Hai terminato le tre stagioni di “Boris”, la serie sulla troupe più sgangherata della televisione “troppo italiana”, e adesso non sai cosa vedere di così divertente? Hai anche già visto il film tratto dalla serie e sei tra quelli che resta nella perenne attesa di una quarta stagione che, purtroppo, non arriverà mai. Ma come si può continuare a ridere così tanto quando si è ormai orfani del set de "Gli occhi del cuore", del Maestro René Ferretti, di Stanis Larochelle, di Duccio e Biascica, di Arianna e di Alessandro? Persino Corinna, la ‘cagna maledetta’, ti manca da morire, vero? Tranquillo. Sei nel posto giusto. Lascia che ti consigli 5 serie tv da vedere se hai finito e ti è piaciuta “Boris”, la fuoriserie italiana disponibile interamente su Netflix.

La Linea Verticale su RaiPlay

Se hai terminato tutte e tre le stagioni di “Boris” e se hai visto anche il film tratto dalla serie, probabilmente dovresti cominciare a vedere “La linea verticale”. È disponibile su RaiPlay, la piattaforma gratuita della Rai.
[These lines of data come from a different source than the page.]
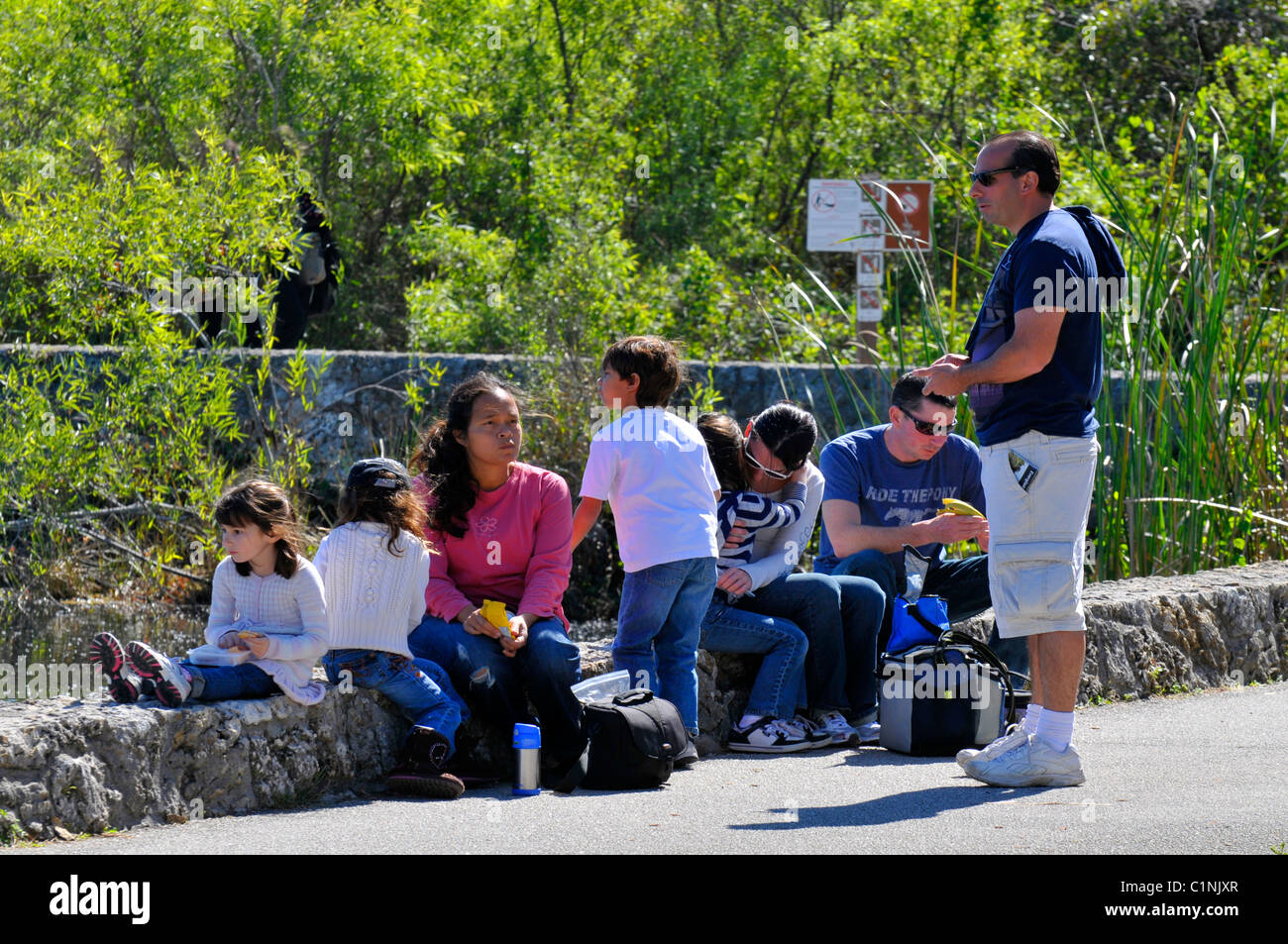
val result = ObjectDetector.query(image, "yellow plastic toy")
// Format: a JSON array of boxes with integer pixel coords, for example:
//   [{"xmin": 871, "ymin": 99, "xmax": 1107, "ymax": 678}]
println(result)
[
  {"xmin": 937, "ymin": 498, "xmax": 984, "ymax": 518},
  {"xmin": 480, "ymin": 600, "xmax": 514, "ymax": 639}
]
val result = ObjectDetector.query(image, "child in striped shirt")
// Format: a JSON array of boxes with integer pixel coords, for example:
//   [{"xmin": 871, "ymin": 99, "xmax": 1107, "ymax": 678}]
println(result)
[{"xmin": 697, "ymin": 413, "xmax": 805, "ymax": 602}]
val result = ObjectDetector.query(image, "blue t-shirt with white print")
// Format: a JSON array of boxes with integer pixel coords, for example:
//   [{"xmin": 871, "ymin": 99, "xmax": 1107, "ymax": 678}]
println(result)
[
  {"xmin": 966, "ymin": 207, "xmax": 1117, "ymax": 446},
  {"xmin": 814, "ymin": 424, "xmax": 988, "ymax": 574}
]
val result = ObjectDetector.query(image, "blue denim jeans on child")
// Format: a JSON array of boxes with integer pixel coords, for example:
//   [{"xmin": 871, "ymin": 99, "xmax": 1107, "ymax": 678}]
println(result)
[
  {"xmin": 613, "ymin": 558, "xmax": 716, "ymax": 734},
  {"xmin": 735, "ymin": 574, "xmax": 885, "ymax": 724},
  {"xmin": 698, "ymin": 593, "xmax": 808, "ymax": 717},
  {"xmin": 181, "ymin": 662, "xmax": 282, "ymax": 702},
  {"xmin": 407, "ymin": 613, "xmax": 587, "ymax": 765},
  {"xmin": 322, "ymin": 649, "xmax": 471, "ymax": 752}
]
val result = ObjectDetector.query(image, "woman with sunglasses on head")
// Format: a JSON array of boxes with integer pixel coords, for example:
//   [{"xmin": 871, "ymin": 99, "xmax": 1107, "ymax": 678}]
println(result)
[{"xmin": 702, "ymin": 403, "xmax": 884, "ymax": 744}]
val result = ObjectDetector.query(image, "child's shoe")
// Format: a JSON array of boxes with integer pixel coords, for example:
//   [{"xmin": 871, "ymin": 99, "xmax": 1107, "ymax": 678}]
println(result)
[
  {"xmin": 125, "ymin": 641, "xmax": 192, "ymax": 708},
  {"xmin": 385, "ymin": 725, "xmax": 465, "ymax": 799},
  {"xmin": 89, "ymin": 632, "xmax": 141, "ymax": 704}
]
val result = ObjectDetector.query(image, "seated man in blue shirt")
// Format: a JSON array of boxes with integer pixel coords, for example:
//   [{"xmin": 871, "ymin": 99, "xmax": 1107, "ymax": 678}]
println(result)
[{"xmin": 814, "ymin": 373, "xmax": 1027, "ymax": 673}]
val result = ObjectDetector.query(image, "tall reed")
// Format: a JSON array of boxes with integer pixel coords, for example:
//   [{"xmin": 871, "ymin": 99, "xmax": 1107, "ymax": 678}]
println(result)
[{"xmin": 767, "ymin": 107, "xmax": 1288, "ymax": 579}]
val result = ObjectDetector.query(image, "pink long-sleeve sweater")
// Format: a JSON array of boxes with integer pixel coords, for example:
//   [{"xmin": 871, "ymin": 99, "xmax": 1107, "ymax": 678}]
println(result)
[{"xmin": 413, "ymin": 463, "xmax": 572, "ymax": 628}]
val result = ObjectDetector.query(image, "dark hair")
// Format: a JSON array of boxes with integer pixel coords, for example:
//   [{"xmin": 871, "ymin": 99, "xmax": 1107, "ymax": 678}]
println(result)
[
  {"xmin": 602, "ymin": 335, "xmax": 686, "ymax": 407},
  {"xmin": 984, "ymin": 132, "xmax": 1060, "ymax": 197},
  {"xmin": 408, "ymin": 370, "xmax": 519, "ymax": 537},
  {"xmin": 215, "ymin": 479, "xmax": 303, "ymax": 579},
  {"xmin": 696, "ymin": 413, "xmax": 747, "ymax": 492},
  {"xmin": 751, "ymin": 400, "xmax": 818, "ymax": 472},
  {"xmin": 335, "ymin": 467, "xmax": 428, "ymax": 558},
  {"xmin": 890, "ymin": 373, "xmax": 957, "ymax": 412}
]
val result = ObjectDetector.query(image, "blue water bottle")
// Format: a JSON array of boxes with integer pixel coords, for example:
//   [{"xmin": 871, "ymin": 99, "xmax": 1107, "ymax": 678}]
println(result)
[{"xmin": 511, "ymin": 724, "xmax": 541, "ymax": 795}]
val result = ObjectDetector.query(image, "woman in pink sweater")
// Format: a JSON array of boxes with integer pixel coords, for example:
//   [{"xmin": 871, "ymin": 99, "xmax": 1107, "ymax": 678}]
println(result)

La serie con Valerio Mastandrea e tanti altri interpreti già presenti in Boris, come Paolo Calabresi e Antonio Catania, racconta la storia di Luigi, un uomo di 40 anni sposato con Elena, che all’improvviso scopre di avere un tumore. La serie parte da qui per raccontare il mondo ospedaliero con le sue nevrosi, tra momenti comici e tragici. È considerato il testamento artistico di Mattia Torre, autore di questa serie come di “Boris”, purtroppo scomparso troppo presto.

Arrested Development su Netflix

Per cambiare aria e lingua, ti consiglio vivamente di recuperare “Arrested Development” su Netflix.  Una serie di culto andata in onda dal 2003 al 2006 che Netflix ha deciso di tornare a produrre con due stagioni inedite a partire dal 2018. Sempre sul filo della commedia demenziale, la serie racconta la storia di Michael Bluth (Jason Bateman), un giovane manager che per salvare l’azienda di famiglia dal fallimento, decide di tornare a gestire personalmente le cose. "Arrested Development" racconta con ironia una tipica famiglia disfunzionale americana della metà degli anni 2000. Ha vinto sei Emmy Awards e un Golden Globe: è un grande classico che ti consiglio di recuperare.
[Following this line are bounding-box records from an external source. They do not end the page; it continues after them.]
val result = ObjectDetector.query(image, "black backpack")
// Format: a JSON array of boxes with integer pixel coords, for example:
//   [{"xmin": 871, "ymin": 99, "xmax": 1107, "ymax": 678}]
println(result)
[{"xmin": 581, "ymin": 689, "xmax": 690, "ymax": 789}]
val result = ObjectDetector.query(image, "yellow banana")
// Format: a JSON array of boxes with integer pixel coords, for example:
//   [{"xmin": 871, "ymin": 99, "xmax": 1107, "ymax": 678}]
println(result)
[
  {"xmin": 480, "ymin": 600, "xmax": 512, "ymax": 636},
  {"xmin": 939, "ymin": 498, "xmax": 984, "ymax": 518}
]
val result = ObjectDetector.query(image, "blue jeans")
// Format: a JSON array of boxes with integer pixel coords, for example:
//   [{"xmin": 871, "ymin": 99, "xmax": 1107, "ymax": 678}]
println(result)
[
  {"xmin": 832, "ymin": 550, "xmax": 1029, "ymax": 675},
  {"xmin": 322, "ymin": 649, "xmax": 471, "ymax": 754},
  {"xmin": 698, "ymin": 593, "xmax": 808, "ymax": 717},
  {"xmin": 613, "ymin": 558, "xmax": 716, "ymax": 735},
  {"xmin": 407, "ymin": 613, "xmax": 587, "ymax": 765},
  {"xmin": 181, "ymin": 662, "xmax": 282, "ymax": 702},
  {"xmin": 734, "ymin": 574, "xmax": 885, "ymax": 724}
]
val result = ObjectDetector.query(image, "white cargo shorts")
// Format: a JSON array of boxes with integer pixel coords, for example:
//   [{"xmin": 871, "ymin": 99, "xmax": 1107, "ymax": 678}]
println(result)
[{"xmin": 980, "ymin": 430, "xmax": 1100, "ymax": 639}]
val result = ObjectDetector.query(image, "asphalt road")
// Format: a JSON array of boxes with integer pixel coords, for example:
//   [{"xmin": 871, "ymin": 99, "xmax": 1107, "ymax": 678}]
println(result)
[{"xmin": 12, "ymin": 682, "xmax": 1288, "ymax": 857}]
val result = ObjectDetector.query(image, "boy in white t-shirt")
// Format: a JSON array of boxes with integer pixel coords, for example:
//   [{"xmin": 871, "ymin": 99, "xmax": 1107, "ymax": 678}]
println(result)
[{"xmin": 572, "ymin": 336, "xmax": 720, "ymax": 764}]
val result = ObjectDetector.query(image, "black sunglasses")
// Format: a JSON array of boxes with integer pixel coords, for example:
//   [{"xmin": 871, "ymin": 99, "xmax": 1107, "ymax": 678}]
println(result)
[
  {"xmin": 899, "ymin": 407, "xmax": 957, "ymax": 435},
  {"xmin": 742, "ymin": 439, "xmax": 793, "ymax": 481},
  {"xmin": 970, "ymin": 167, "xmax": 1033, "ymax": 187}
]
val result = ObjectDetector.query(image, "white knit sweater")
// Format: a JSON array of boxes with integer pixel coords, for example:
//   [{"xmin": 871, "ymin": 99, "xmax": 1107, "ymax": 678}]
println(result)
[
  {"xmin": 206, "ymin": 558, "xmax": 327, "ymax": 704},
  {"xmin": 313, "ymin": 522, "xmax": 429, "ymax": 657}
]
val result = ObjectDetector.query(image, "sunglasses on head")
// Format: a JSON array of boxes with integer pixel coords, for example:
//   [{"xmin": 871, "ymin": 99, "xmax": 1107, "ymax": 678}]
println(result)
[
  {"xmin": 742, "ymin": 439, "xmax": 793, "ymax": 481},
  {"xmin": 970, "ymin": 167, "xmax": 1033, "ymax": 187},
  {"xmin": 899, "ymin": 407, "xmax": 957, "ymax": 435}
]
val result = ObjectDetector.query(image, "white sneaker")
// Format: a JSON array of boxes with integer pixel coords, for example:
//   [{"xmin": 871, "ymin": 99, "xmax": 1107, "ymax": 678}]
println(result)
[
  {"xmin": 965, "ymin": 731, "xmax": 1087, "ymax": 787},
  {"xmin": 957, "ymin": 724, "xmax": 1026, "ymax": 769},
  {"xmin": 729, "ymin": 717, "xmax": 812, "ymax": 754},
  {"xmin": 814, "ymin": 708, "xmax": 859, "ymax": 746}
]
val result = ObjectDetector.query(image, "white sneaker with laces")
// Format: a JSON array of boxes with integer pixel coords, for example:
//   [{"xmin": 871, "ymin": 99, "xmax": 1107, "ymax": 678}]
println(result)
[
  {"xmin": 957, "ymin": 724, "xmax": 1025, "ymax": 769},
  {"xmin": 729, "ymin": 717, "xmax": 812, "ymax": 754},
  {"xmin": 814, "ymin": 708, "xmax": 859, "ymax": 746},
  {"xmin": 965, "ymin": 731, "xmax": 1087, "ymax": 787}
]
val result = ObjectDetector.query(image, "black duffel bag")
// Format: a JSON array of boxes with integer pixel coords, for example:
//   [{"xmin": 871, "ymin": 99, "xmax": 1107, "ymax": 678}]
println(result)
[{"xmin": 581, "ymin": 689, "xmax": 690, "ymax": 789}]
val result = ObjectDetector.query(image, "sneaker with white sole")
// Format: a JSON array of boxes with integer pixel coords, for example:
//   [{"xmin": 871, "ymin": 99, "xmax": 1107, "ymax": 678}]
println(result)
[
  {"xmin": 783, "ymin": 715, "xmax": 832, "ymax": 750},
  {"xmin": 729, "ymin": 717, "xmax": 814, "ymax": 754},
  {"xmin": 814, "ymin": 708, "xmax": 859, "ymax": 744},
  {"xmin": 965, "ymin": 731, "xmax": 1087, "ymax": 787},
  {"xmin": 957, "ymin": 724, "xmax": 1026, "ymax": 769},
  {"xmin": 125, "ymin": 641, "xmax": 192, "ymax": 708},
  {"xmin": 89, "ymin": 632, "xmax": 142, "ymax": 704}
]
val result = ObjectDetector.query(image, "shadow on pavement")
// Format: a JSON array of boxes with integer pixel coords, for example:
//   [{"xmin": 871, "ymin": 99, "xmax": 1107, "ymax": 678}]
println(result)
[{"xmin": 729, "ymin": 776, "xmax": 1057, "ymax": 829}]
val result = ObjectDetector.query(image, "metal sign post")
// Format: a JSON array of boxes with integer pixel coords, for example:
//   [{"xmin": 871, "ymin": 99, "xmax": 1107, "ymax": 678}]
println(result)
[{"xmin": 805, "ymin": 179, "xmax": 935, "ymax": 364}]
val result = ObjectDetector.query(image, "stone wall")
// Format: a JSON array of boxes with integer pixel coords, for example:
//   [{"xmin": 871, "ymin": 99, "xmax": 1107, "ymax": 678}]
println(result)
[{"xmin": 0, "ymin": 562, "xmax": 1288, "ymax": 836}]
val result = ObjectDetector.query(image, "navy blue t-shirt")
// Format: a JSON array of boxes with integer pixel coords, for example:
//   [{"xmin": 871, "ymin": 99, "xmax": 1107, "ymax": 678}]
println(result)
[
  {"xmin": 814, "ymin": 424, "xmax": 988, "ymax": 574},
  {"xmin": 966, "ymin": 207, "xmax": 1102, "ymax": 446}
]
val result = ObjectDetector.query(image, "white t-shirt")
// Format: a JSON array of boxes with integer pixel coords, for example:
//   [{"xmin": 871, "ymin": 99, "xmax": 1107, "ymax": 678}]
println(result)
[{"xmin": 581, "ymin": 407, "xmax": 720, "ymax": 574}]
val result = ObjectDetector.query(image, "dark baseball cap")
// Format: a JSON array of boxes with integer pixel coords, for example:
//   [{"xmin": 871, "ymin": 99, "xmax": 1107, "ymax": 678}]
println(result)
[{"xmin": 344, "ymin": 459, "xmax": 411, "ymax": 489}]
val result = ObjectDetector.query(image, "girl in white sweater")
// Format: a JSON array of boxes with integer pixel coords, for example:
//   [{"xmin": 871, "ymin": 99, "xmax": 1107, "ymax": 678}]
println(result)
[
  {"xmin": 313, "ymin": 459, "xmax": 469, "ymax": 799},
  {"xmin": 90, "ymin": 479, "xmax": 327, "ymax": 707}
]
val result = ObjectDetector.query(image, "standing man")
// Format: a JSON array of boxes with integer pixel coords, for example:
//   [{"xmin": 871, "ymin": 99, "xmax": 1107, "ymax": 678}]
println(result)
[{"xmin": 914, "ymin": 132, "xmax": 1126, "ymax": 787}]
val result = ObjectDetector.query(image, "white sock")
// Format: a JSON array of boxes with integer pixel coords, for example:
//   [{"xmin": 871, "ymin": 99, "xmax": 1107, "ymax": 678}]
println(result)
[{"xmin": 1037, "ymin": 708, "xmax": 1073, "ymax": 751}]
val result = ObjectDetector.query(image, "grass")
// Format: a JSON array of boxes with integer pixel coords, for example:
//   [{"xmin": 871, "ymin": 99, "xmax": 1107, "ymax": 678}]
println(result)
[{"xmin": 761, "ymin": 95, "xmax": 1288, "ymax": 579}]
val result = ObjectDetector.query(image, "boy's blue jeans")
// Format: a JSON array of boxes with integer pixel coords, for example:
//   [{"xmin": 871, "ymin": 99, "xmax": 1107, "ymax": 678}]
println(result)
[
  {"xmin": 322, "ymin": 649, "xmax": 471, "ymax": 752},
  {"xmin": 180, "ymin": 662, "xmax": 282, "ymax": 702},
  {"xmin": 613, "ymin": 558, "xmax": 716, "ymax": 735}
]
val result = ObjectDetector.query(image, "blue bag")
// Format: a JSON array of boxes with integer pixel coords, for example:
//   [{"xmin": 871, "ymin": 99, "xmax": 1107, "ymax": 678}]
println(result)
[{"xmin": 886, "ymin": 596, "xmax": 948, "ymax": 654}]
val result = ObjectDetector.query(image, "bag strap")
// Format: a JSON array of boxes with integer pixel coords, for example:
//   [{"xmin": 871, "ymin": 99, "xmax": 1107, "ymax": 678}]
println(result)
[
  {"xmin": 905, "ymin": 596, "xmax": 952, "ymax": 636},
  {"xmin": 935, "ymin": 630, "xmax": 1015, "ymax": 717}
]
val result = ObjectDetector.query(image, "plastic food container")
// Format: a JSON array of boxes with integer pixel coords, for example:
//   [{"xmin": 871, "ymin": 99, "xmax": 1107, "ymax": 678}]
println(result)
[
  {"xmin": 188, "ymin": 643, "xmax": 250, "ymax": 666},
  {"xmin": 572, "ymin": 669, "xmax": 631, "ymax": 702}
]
The Office USA su Amazon Prime Video

Sempre in tema di grandi classici della comicità seriale americana, ti consiglio la versione americana di “The Office” (anche quella originale con Ricky Gervais non è niente male). Come “Boris”, la serie è una "workplace comedy" (una commedia ambientata in un posto di lavoro) che si sviluppa all’interno di un ufficio di un’azienda che produce carta. Scritta da Greg Daniels, con Steve Carell grande protagonista nel ruolo del ‘regional manager’ Michael Schott, la serie si mostra come un falso documentario sulla vita della filiale di un paesino della Pennsylvania. Nove stagioni durante le quali non si smette mai ridere.
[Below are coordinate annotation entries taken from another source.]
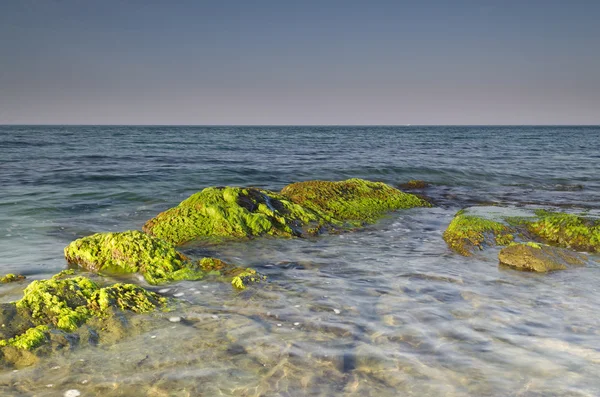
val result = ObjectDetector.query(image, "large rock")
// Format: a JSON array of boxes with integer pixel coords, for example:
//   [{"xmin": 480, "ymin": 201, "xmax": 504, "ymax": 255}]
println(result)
[
  {"xmin": 0, "ymin": 271, "xmax": 166, "ymax": 367},
  {"xmin": 527, "ymin": 211, "xmax": 600, "ymax": 252},
  {"xmin": 443, "ymin": 210, "xmax": 514, "ymax": 256},
  {"xmin": 498, "ymin": 242, "xmax": 587, "ymax": 272},
  {"xmin": 64, "ymin": 230, "xmax": 204, "ymax": 284},
  {"xmin": 64, "ymin": 230, "xmax": 264, "ymax": 288},
  {"xmin": 281, "ymin": 178, "xmax": 431, "ymax": 225},
  {"xmin": 143, "ymin": 187, "xmax": 321, "ymax": 245}
]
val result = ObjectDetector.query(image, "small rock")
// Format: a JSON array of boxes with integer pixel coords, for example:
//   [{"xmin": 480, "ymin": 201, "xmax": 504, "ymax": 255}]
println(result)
[{"xmin": 498, "ymin": 243, "xmax": 587, "ymax": 272}]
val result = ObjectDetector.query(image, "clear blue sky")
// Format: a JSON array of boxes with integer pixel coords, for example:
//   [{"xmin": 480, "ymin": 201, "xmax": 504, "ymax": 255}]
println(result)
[{"xmin": 0, "ymin": 0, "xmax": 600, "ymax": 124}]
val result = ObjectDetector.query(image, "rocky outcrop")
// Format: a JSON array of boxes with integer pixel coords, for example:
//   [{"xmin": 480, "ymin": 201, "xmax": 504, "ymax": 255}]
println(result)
[{"xmin": 498, "ymin": 242, "xmax": 587, "ymax": 273}]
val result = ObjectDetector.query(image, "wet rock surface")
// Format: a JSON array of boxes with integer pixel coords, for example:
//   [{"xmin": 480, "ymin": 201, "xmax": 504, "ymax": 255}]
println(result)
[{"xmin": 498, "ymin": 243, "xmax": 588, "ymax": 273}]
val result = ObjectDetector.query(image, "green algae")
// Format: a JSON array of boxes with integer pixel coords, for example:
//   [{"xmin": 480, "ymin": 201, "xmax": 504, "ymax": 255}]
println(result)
[
  {"xmin": 64, "ymin": 230, "xmax": 204, "ymax": 284},
  {"xmin": 0, "ymin": 273, "xmax": 26, "ymax": 284},
  {"xmin": 16, "ymin": 277, "xmax": 99, "ymax": 331},
  {"xmin": 88, "ymin": 284, "xmax": 167, "ymax": 316},
  {"xmin": 281, "ymin": 178, "xmax": 431, "ymax": 226},
  {"xmin": 0, "ymin": 325, "xmax": 50, "ymax": 350},
  {"xmin": 63, "ymin": 231, "xmax": 264, "ymax": 284},
  {"xmin": 0, "ymin": 272, "xmax": 167, "ymax": 366},
  {"xmin": 143, "ymin": 187, "xmax": 320, "ymax": 245},
  {"xmin": 231, "ymin": 268, "xmax": 266, "ymax": 289},
  {"xmin": 443, "ymin": 210, "xmax": 514, "ymax": 256},
  {"xmin": 526, "ymin": 210, "xmax": 600, "ymax": 252}
]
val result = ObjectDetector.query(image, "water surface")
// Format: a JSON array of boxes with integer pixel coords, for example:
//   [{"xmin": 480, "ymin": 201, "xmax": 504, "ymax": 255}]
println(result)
[{"xmin": 0, "ymin": 126, "xmax": 600, "ymax": 396}]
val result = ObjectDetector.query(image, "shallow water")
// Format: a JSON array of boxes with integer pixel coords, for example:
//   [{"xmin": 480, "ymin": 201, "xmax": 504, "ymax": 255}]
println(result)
[{"xmin": 0, "ymin": 127, "xmax": 600, "ymax": 396}]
Shameless su Amazon Prime Video

Prima abbiamo parlato della famiglia disfunzionale di “Arrested Development”, ma forse dovesti dare un’occhiata anche a quella di "Shameless". I Gallagher hanno più di un problema. In ordine sparso: droga, alcool, disturbi psicologici, cleptomania, diversi tentativi di suicidio. La serie tv racconta con ironia e drammatica verità, uno spaccato di un’America che molti si ostinano a non vedere e a non raccontare.

Liberi Tutti su RaiPlay

Michele Venturi è uno spregiudicato avvocato che viene arrestato dopo essere stato sorpreso con 25 milioni di euro nel bagagliaio. Per evitare il carcere, sconta la pena ai domiciliari dalla ex moglie che vive in cohousing, ovvero una comune. Da qui nasce il pretesto per raccontare un mondo in cui tutti hanno enorme disponibilità verso gli altri. Seguiremo quindi la metamorfosi di un uomo da sempre troppo dedicato a se stesso che inizia a capire cosa vuol dire essere “comunità”. "Liberi Tutti" è una serie spassosa con Giorgio Tirabassi scritta da Luca Vendruscolo e Giacomo Ciarrapico, gli autori di Boris insieme a Mattia Torre.